Foxconn has said that campus will employ 13,000 people and cost $10 billion, which would net the company about $4.5 billion in state and local tax credits. Construction of the manufacturing facility was to begin this year and is scheduled to be operational by the end of 2020.
But critics of the deal, struck with the help of President Donald Trump who came for a groundbreaking ceremony, have questioned whether Foxconn will follow through as promised.
Speaking to an audience that included officials with Gov. Tony Evers' administration, the president of the University of Wisconsin System and other business and government leaders in Wisconsin, Foxconn's Alan Yeung addressed concerns about its plans for the Madison building.

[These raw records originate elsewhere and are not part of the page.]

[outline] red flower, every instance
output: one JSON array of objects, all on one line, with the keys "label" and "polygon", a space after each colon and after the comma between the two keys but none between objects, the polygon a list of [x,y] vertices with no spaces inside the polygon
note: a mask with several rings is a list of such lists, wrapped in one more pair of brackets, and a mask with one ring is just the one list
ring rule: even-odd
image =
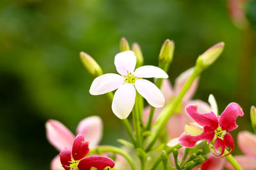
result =
[{"label": "red flower", "polygon": [[60,162],[66,170],[90,170],[92,167],[103,170],[106,167],[113,167],[115,162],[106,157],[90,156],[89,143],[84,141],[84,137],[79,134],[74,140],[72,149],[65,148],[60,153]]},{"label": "red flower", "polygon": [[[207,140],[209,143],[214,141],[214,152],[216,156],[222,156],[225,148],[230,148],[230,151],[224,156],[230,154],[234,150],[234,139],[227,131],[231,131],[237,127],[236,119],[238,116],[243,116],[241,107],[235,103],[232,103],[227,106],[220,117],[213,113],[199,113],[195,104],[189,104],[186,107],[188,115],[204,128],[204,132],[198,135],[184,133],[179,139],[180,145],[187,148],[193,148],[197,141]],[[194,125],[195,126],[195,125]],[[218,154],[219,148],[221,151]]]}]

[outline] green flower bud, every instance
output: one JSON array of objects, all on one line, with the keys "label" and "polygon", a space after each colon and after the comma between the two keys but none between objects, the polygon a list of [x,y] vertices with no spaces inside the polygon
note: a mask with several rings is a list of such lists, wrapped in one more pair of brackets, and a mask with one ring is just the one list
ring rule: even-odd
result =
[{"label": "green flower bud", "polygon": [[196,67],[204,69],[219,57],[224,48],[224,43],[219,43],[206,50],[196,60]]},{"label": "green flower bud", "polygon": [[250,114],[251,115],[252,126],[253,129],[254,133],[256,134],[256,108],[254,106],[251,107]]},{"label": "green flower bud", "polygon": [[161,48],[159,57],[158,58],[159,62],[171,62],[173,59],[174,52],[174,43],[167,39]]},{"label": "green flower bud", "polygon": [[122,38],[121,39],[120,48],[121,52],[130,50],[130,46],[129,46],[128,41],[125,38]]},{"label": "green flower bud", "polygon": [[92,76],[97,77],[102,74],[102,70],[100,66],[88,54],[81,52],[80,58],[85,68]]},{"label": "green flower bud", "polygon": [[136,43],[133,43],[132,46],[132,50],[134,53],[137,59],[136,67],[140,67],[143,64],[143,60],[144,60],[143,56],[142,55],[142,52],[140,49],[140,45]]}]

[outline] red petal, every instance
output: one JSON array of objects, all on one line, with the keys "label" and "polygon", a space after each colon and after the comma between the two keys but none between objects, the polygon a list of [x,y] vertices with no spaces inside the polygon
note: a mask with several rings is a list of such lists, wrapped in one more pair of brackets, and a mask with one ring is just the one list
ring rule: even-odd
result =
[{"label": "red petal", "polygon": [[[70,165],[71,161],[71,150],[69,148],[66,148],[61,150],[60,153],[60,162],[65,169]],[[66,167],[67,166],[67,167]]]},{"label": "red petal", "polygon": [[189,104],[185,109],[189,117],[199,125],[209,126],[214,130],[219,126],[218,118],[214,113],[199,113],[195,104]]},{"label": "red petal", "polygon": [[231,131],[237,127],[236,119],[238,116],[243,117],[241,108],[236,103],[231,103],[225,109],[220,117],[219,122],[223,130]]},{"label": "red petal", "polygon": [[[220,148],[221,149],[221,152],[219,152],[220,153],[218,154],[218,148]],[[216,139],[215,142],[214,142],[214,150],[215,152],[217,153],[212,153],[213,155],[214,155],[216,157],[220,157],[222,156],[222,155],[223,155],[224,153],[224,151],[225,151],[225,143],[224,141],[223,140],[221,140],[221,139],[220,139],[219,138],[217,138],[217,139]]]},{"label": "red petal", "polygon": [[103,170],[106,167],[113,168],[115,162],[112,159],[106,157],[91,156],[82,159],[78,164],[79,170],[90,170],[92,167],[97,170]]},{"label": "red petal", "polygon": [[89,143],[84,142],[84,137],[79,134],[73,143],[72,153],[74,159],[77,160],[83,159],[89,151]]},{"label": "red petal", "polygon": [[205,126],[204,127],[204,132],[200,135],[192,136],[184,133],[179,139],[179,143],[186,148],[194,148],[196,142],[200,140],[207,140],[208,143],[212,141],[214,137],[214,131],[211,127]]},{"label": "red petal", "polygon": [[229,153],[224,155],[224,156],[227,156],[233,152],[234,148],[234,139],[230,133],[226,133],[225,134],[224,143],[226,148],[230,148],[230,149]]}]

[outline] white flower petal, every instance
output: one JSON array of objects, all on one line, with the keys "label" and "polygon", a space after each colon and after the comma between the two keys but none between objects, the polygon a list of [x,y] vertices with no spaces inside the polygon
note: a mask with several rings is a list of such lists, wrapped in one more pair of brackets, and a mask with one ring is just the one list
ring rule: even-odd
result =
[{"label": "white flower petal", "polygon": [[136,77],[141,78],[168,78],[168,75],[163,69],[153,66],[144,66],[134,71]]},{"label": "white flower petal", "polygon": [[215,97],[212,94],[209,96],[208,102],[210,103],[211,110],[218,117],[218,105]]},{"label": "white flower petal", "polygon": [[127,75],[129,73],[134,71],[136,57],[132,51],[118,53],[115,57],[115,66],[116,71],[121,75]]},{"label": "white flower petal", "polygon": [[145,79],[140,79],[135,81],[135,87],[151,106],[155,108],[164,106],[164,97],[154,83]]},{"label": "white flower petal", "polygon": [[105,74],[94,79],[89,92],[92,95],[111,92],[118,89],[124,83],[124,78],[117,74]]},{"label": "white flower petal", "polygon": [[128,117],[135,103],[136,90],[132,84],[121,85],[113,99],[112,110],[120,119]]},{"label": "white flower petal", "polygon": [[76,133],[84,136],[84,140],[90,141],[90,148],[96,147],[102,137],[103,122],[97,116],[89,117],[80,121]]}]

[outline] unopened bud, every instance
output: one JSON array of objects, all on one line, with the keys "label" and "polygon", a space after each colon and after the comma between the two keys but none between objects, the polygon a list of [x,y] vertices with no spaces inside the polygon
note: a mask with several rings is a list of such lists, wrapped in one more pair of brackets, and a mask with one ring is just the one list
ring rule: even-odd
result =
[{"label": "unopened bud", "polygon": [[203,153],[203,150],[198,150],[196,151],[196,155],[201,155],[202,153]]},{"label": "unopened bud", "polygon": [[159,62],[169,61],[171,62],[173,59],[174,52],[174,43],[173,41],[170,41],[167,39],[161,48],[159,57],[158,58]]},{"label": "unopened bud", "polygon": [[253,129],[254,133],[256,134],[256,108],[254,106],[251,107],[250,111],[252,126]]},{"label": "unopened bud", "polygon": [[136,43],[133,43],[132,50],[137,59],[136,67],[140,67],[143,64],[143,56],[140,45]]},{"label": "unopened bud", "polygon": [[196,67],[204,69],[211,65],[221,53],[224,45],[224,43],[221,42],[206,50],[197,58]]},{"label": "unopened bud", "polygon": [[195,162],[194,161],[190,161],[189,162],[186,166],[184,168],[184,170],[189,170],[189,169],[192,169],[195,166]]},{"label": "unopened bud", "polygon": [[125,38],[122,38],[121,39],[120,48],[121,52],[130,50],[130,46],[129,46],[128,41]]},{"label": "unopened bud", "polygon": [[80,58],[85,68],[92,75],[97,77],[102,74],[101,67],[91,56],[84,52],[81,52]]},{"label": "unopened bud", "polygon": [[161,157],[162,158],[163,162],[167,162],[167,160],[169,159],[169,157],[168,156],[167,153],[165,150],[162,151]]}]

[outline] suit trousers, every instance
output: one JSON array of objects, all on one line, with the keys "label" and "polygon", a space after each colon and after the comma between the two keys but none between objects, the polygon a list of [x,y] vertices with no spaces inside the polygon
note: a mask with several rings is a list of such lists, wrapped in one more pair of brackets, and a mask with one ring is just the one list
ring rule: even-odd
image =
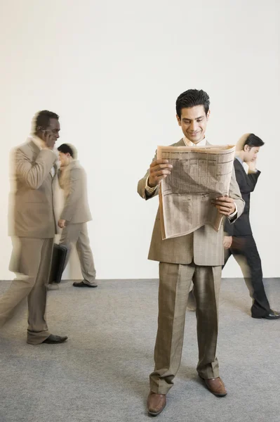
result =
[{"label": "suit trousers", "polygon": [[60,245],[64,245],[68,249],[65,267],[70,257],[72,248],[73,245],[76,245],[84,283],[96,286],[95,282],[96,271],[94,267],[93,252],[90,246],[86,223],[69,223],[62,230]]},{"label": "suit trousers", "polygon": [[187,302],[192,281],[196,302],[199,362],[205,379],[219,376],[215,356],[221,267],[159,264],[159,319],[154,348],[155,366],[149,376],[151,390],[166,394],[180,366]]},{"label": "suit trousers", "polygon": [[[46,305],[53,238],[18,239],[20,248],[15,257],[17,268],[11,268],[11,271],[18,274],[9,288],[0,296],[0,327],[27,297],[27,343],[40,344],[51,334],[46,321]],[[15,253],[15,250],[13,253]]]},{"label": "suit trousers", "polygon": [[232,255],[240,265],[253,299],[252,316],[261,318],[267,315],[270,305],[263,286],[262,262],[253,236],[232,237],[232,247],[225,251],[225,265]]}]

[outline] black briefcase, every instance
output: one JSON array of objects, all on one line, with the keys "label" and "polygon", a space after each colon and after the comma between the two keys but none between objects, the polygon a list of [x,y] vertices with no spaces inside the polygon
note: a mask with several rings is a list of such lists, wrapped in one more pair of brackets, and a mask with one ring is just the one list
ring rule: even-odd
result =
[{"label": "black briefcase", "polygon": [[67,248],[63,245],[53,244],[49,283],[60,283],[65,266]]}]

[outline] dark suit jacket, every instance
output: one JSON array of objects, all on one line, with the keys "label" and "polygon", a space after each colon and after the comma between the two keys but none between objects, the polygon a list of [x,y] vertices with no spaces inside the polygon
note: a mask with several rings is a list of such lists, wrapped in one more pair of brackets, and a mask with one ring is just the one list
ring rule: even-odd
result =
[{"label": "dark suit jacket", "polygon": [[250,194],[255,189],[260,172],[247,174],[242,164],[237,158],[234,162],[235,176],[239,184],[240,192],[245,201],[245,208],[243,214],[233,224],[230,224],[226,220],[225,222],[225,231],[229,236],[246,236],[252,234],[250,224]]}]

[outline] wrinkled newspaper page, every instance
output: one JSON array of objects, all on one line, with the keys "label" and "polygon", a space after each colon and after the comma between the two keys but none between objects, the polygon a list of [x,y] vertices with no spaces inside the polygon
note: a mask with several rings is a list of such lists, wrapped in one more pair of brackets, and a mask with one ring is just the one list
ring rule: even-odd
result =
[{"label": "wrinkled newspaper page", "polygon": [[229,194],[235,146],[158,146],[157,158],[173,168],[159,192],[163,239],[189,234],[205,224],[218,231],[222,215],[211,201]]}]

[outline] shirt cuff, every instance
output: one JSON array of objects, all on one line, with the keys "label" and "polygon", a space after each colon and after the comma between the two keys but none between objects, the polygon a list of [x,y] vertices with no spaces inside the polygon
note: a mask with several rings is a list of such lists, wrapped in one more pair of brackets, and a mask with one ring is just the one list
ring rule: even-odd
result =
[{"label": "shirt cuff", "polygon": [[234,203],[234,205],[235,205],[235,211],[234,211],[234,212],[232,212],[232,214],[231,214],[230,215],[229,215],[228,218],[229,218],[229,219],[232,219],[232,218],[233,218],[234,217],[235,217],[235,216],[236,215],[236,214],[237,214],[237,207],[236,207],[236,204],[235,203]]},{"label": "shirt cuff", "polygon": [[154,186],[153,188],[151,188],[150,186],[148,186],[148,180],[149,180],[149,176],[146,179],[146,184],[145,185],[145,190],[148,193],[149,193],[149,195],[152,195],[152,193],[154,193],[154,191],[156,189],[157,186]]}]

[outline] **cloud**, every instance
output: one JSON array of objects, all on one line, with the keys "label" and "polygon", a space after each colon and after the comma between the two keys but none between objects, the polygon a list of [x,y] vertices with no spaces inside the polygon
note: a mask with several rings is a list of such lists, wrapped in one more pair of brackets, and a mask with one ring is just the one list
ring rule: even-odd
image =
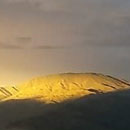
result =
[{"label": "cloud", "polygon": [[27,45],[30,42],[32,42],[32,37],[17,37],[16,42],[23,44],[23,45]]},{"label": "cloud", "polygon": [[7,43],[0,42],[0,49],[18,50],[18,49],[23,49],[23,47],[18,46],[18,45],[13,45],[13,44],[7,44]]},{"label": "cloud", "polygon": [[39,45],[35,46],[34,49],[39,50],[56,50],[56,49],[64,49],[64,46],[52,46],[52,45]]}]

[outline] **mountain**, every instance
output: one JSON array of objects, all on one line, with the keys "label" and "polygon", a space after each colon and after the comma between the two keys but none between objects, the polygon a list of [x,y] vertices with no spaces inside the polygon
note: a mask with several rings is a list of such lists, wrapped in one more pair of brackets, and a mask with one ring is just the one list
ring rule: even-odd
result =
[{"label": "mountain", "polygon": [[0,102],[0,130],[130,130],[125,80],[69,73],[12,87]]},{"label": "mountain", "polygon": [[128,82],[103,74],[69,73],[49,75],[32,79],[15,88],[15,91],[9,91],[10,95],[6,100],[35,98],[46,103],[55,103],[129,87],[130,84]]}]

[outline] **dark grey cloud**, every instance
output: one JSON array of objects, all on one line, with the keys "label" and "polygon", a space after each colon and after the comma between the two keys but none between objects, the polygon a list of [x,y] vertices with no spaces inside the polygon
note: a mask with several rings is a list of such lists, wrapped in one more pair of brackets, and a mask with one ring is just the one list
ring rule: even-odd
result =
[{"label": "dark grey cloud", "polygon": [[7,43],[3,43],[0,42],[0,49],[6,49],[6,50],[19,50],[19,49],[23,49],[23,47],[18,46],[18,45],[13,45],[13,44],[7,44]]}]

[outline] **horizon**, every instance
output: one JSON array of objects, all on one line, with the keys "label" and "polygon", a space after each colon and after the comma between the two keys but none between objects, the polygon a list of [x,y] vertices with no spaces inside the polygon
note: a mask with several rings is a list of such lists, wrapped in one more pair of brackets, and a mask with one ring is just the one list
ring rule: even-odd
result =
[{"label": "horizon", "polygon": [[99,72],[130,80],[130,1],[1,0],[0,84]]}]

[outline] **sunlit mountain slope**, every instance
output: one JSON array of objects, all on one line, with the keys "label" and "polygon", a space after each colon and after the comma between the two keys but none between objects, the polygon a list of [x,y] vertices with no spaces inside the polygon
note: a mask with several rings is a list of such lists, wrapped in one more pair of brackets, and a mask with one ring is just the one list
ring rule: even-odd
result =
[{"label": "sunlit mountain slope", "polygon": [[120,89],[127,89],[130,84],[111,76],[86,73],[86,74],[59,74],[39,77],[20,85],[16,92],[10,90],[10,99],[36,99],[50,102],[61,102],[75,99],[84,95],[102,94]]}]

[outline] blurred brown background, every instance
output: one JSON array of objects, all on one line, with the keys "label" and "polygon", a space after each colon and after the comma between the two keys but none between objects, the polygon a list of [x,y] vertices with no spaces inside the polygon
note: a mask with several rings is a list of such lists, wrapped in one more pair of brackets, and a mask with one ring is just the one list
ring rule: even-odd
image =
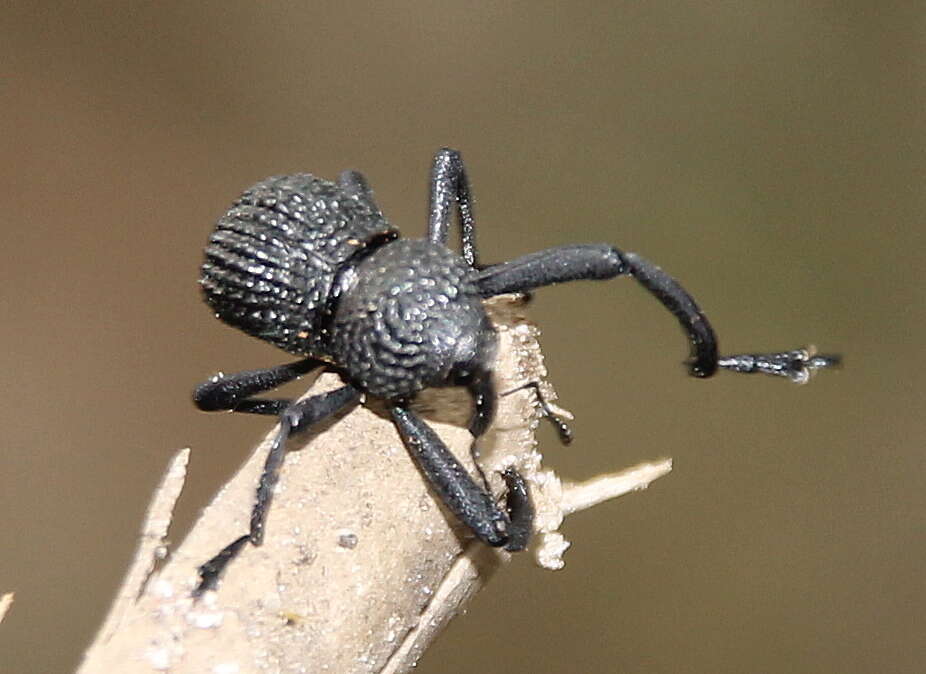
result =
[{"label": "blurred brown background", "polygon": [[538,293],[577,415],[568,450],[543,431],[550,464],[676,469],[570,520],[564,571],[515,560],[420,671],[923,671],[917,5],[8,5],[0,670],[73,668],[168,457],[194,449],[180,532],[269,428],[189,401],[287,358],[201,304],[215,218],[267,175],[354,167],[420,236],[451,145],[487,261],[610,241],[682,279],[725,350],[847,366],[694,381],[632,282]]}]

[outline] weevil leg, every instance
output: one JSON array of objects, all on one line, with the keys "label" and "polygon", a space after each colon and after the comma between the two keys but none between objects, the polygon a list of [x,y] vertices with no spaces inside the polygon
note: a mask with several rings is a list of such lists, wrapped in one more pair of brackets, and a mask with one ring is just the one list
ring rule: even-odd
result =
[{"label": "weevil leg", "polygon": [[[360,400],[360,391],[353,386],[343,386],[328,393],[322,393],[290,404],[280,415],[280,425],[274,435],[264,470],[260,475],[254,507],[251,510],[250,531],[225,546],[219,554],[199,567],[200,582],[193,590],[193,596],[200,596],[215,589],[223,571],[241,551],[247,541],[260,545],[264,540],[264,524],[273,500],[273,490],[280,479],[280,468],[286,456],[286,441],[296,433],[308,430],[324,419],[337,414]],[[273,402],[273,401],[264,401]]]},{"label": "weevil leg", "polygon": [[511,520],[505,549],[509,552],[519,552],[527,547],[534,529],[534,503],[527,488],[527,481],[513,467],[506,468],[502,478],[508,487],[505,509]]},{"label": "weevil leg", "polygon": [[540,406],[540,414],[544,419],[549,421],[553,428],[556,429],[556,434],[559,436],[559,441],[563,445],[569,445],[572,443],[573,438],[575,437],[572,428],[569,426],[569,423],[556,412],[553,411],[553,408],[550,407],[550,403],[547,402],[547,398],[543,395],[543,391],[540,390],[540,382],[529,381],[526,384],[521,384],[520,386],[511,389],[510,391],[505,391],[501,395],[507,396],[512,393],[517,393],[518,391],[523,391],[524,389],[532,389],[534,395],[537,396],[537,403]]},{"label": "weevil leg", "polygon": [[431,164],[428,241],[447,245],[454,203],[459,214],[463,259],[471,267],[478,267],[476,223],[473,220],[473,199],[466,167],[459,152],[445,147],[437,151]]},{"label": "weevil leg", "polygon": [[[495,504],[486,489],[476,484],[437,433],[406,407],[397,405],[390,412],[409,454],[450,512],[484,543],[493,547],[508,545],[511,541],[508,514]],[[518,526],[523,529],[526,526],[523,520],[530,513],[523,505],[514,511],[518,514]]]},{"label": "weevil leg", "polygon": [[289,400],[260,400],[252,396],[279,388],[298,379],[325,363],[314,358],[304,358],[295,363],[286,363],[264,370],[247,370],[236,374],[218,374],[203,382],[193,391],[193,403],[204,412],[230,410],[251,414],[282,414]]},{"label": "weevil leg", "polygon": [[721,367],[733,372],[781,375],[803,382],[813,370],[830,367],[838,361],[835,356],[814,357],[799,350],[785,353],[805,355],[746,354],[720,358],[717,338],[707,316],[681,284],[636,253],[625,253],[607,244],[560,246],[524,255],[480,270],[477,283],[483,297],[492,297],[566,281],[604,280],[620,275],[635,278],[676,317],[691,343],[688,366],[695,377],[710,377]]},{"label": "weevil leg", "polygon": [[473,465],[476,466],[476,472],[482,478],[482,484],[486,491],[489,490],[489,480],[482,465],[479,463],[479,438],[485,435],[492,425],[495,418],[495,385],[492,383],[491,372],[480,372],[470,378],[467,382],[467,389],[473,398],[473,416],[469,420],[469,432],[473,436],[473,441],[469,446],[469,454],[473,457]]}]

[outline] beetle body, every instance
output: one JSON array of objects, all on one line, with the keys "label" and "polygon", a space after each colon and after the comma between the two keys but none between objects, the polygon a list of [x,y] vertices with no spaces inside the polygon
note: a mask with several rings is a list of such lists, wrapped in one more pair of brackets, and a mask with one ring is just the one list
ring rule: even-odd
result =
[{"label": "beetle body", "polygon": [[[460,253],[447,247],[454,212]],[[696,377],[726,369],[803,382],[813,370],[836,362],[806,350],[720,357],[713,328],[684,288],[641,256],[609,244],[559,246],[480,265],[469,182],[454,150],[445,148],[434,157],[427,236],[398,236],[363,176],[353,171],[342,173],[337,183],[307,173],[268,178],[245,191],[219,219],[202,265],[206,302],[224,322],[302,360],[216,375],[193,394],[203,410],[280,419],[250,530],[200,566],[194,594],[214,588],[245,543],[263,541],[287,438],[367,394],[385,401],[435,495],[476,537],[510,551],[528,545],[534,511],[527,481],[516,467],[504,472],[502,506],[481,469],[481,479],[473,479],[412,407],[425,388],[465,386],[474,403],[469,424],[474,442],[485,433],[496,397],[496,335],[482,305],[486,298],[567,281],[630,276],[679,321],[691,347],[689,371]],[[296,401],[257,397],[322,367],[338,372],[344,386]],[[561,437],[571,437],[565,422],[543,400],[540,404]]]},{"label": "beetle body", "polygon": [[495,356],[476,272],[440,243],[397,236],[364,190],[269,178],[219,219],[200,283],[221,320],[335,365],[365,393],[466,383]]}]

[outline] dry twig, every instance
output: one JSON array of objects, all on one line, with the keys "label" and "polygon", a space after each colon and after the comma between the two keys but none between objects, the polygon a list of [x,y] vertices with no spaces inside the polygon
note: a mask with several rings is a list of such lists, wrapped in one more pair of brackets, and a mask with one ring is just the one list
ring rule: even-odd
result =
[{"label": "dry twig", "polygon": [[[538,381],[548,399],[538,330],[509,298],[489,303],[500,335],[497,388]],[[337,386],[326,374],[313,393]],[[469,463],[465,394],[428,392],[421,405],[461,460]],[[500,398],[480,442],[496,493],[499,471],[515,465],[537,509],[532,552],[548,568],[568,547],[563,516],[649,482],[668,460],[588,483],[562,484],[540,465],[537,401],[530,389]],[[186,473],[179,452],[157,490],[138,553],[110,615],[87,651],[82,674],[170,671],[406,672],[508,554],[473,541],[437,505],[382,414],[357,408],[291,443],[264,544],[246,546],[217,592],[190,596],[196,567],[246,531],[268,443],[258,447],[216,496],[186,540],[165,554],[167,527]]]}]

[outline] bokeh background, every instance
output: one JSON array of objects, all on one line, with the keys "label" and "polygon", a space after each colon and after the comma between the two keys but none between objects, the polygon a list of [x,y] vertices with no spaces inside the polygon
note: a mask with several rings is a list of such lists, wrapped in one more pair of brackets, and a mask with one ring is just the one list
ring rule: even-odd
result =
[{"label": "bokeh background", "polygon": [[538,293],[571,477],[671,455],[518,558],[441,672],[919,672],[926,9],[909,2],[6,5],[0,22],[0,671],[70,671],[144,508],[194,450],[175,536],[269,427],[197,413],[286,356],[196,285],[245,186],[365,171],[423,232],[461,149],[487,261],[573,241],[682,279],[727,350],[846,354],[812,385],[684,376],[627,280]]}]

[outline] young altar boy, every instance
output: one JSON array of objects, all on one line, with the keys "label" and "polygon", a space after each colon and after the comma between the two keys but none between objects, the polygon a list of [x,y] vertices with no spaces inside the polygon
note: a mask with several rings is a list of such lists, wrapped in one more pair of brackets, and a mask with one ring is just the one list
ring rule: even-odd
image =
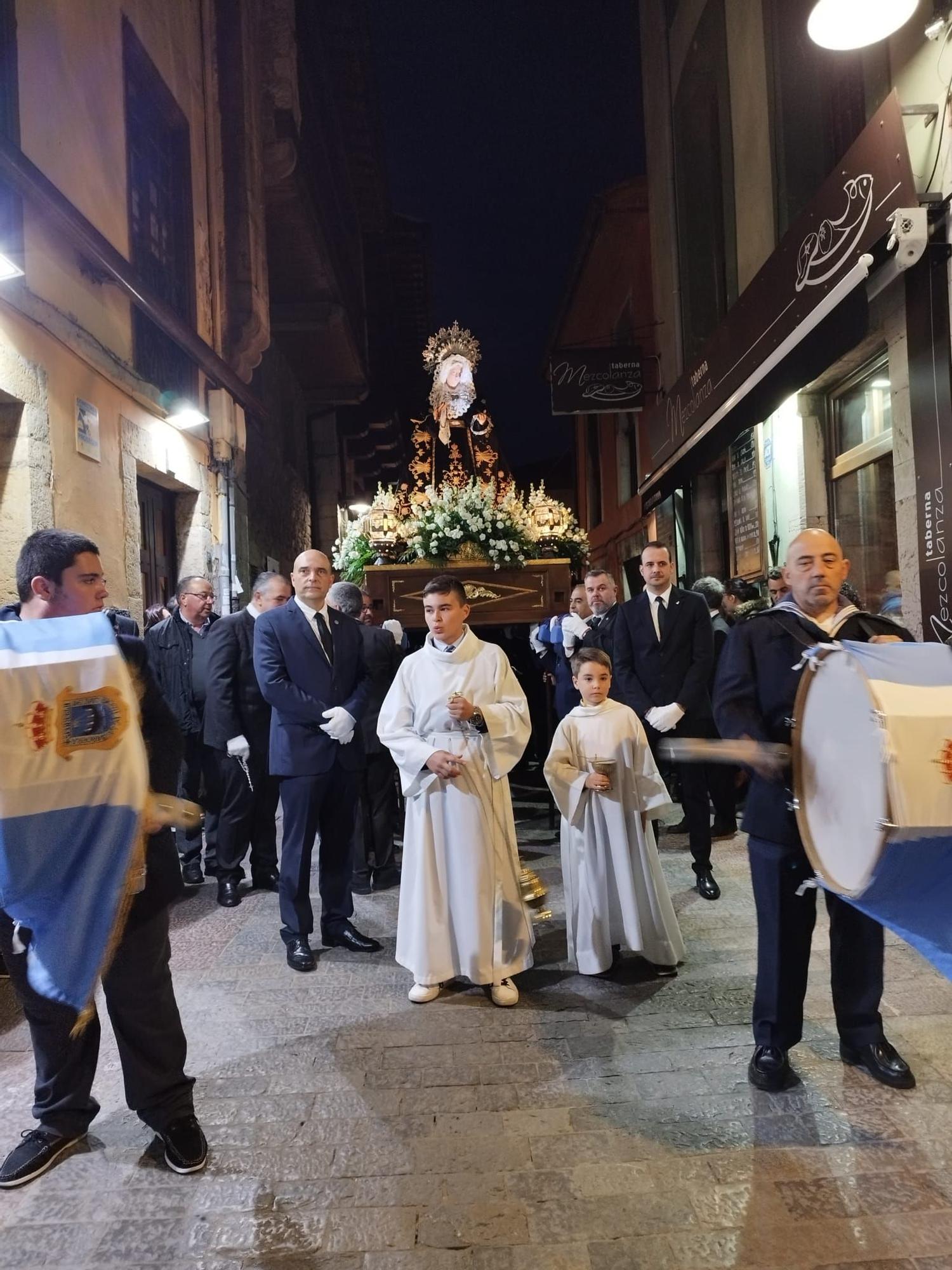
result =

"Foxconn will be a good neighbor and I can also assure you that building will not be an empty building," Yeung said to a smattering of nervous laughs.
Yeung, a UW graduate and Foxconn's director of U.S. strategic initiatives, later told reporters the buildings have to be "adequate and well-equipped" before workers move in.
"We don't actually make an effort to acquire buildings to leave them empty," he said. "We do have a plan."
Yeung would not say how many people he expected would be working at the Madison office, dubbed Foxconn Place, but said it would be "sizable." He said Foxconn would have employees there by the end of the year.
Foxconn and UW-Madison last summer announced a collaboration under which Foxconn promised to invest $100 million in engineering and innovation research, if the university came up with an equal amount. Part of that deal including constructing a new College of Engineering building and also having an off-campus site, which would be the building across from the Capitol.
Foxconn said UW-Madison students along with staff, faculty and researchers would collaborate to support research and development initiatives in various areas, including medicine and computer and data sciences.
BMO Harris Bank owns the six-story building Foxconn was buying and operates a branch on the main level that will remain along with its roughly 100 employees.
Yeung and BMO Harris U.S. CEO David Casper declined to discuss terms of the sale, including how much Foxconn paid and how much space in the 55,000-square-foot building it would occupy. City records put the value of the property at about $5 million.
The sale has not closed yet, but Yeung and Casper both said it was imminent.
Foxconn has also purchased a building in Milwaukee for its North American headquarters and buildings in Green Bay, Eau Claire and Racine for innovation centers.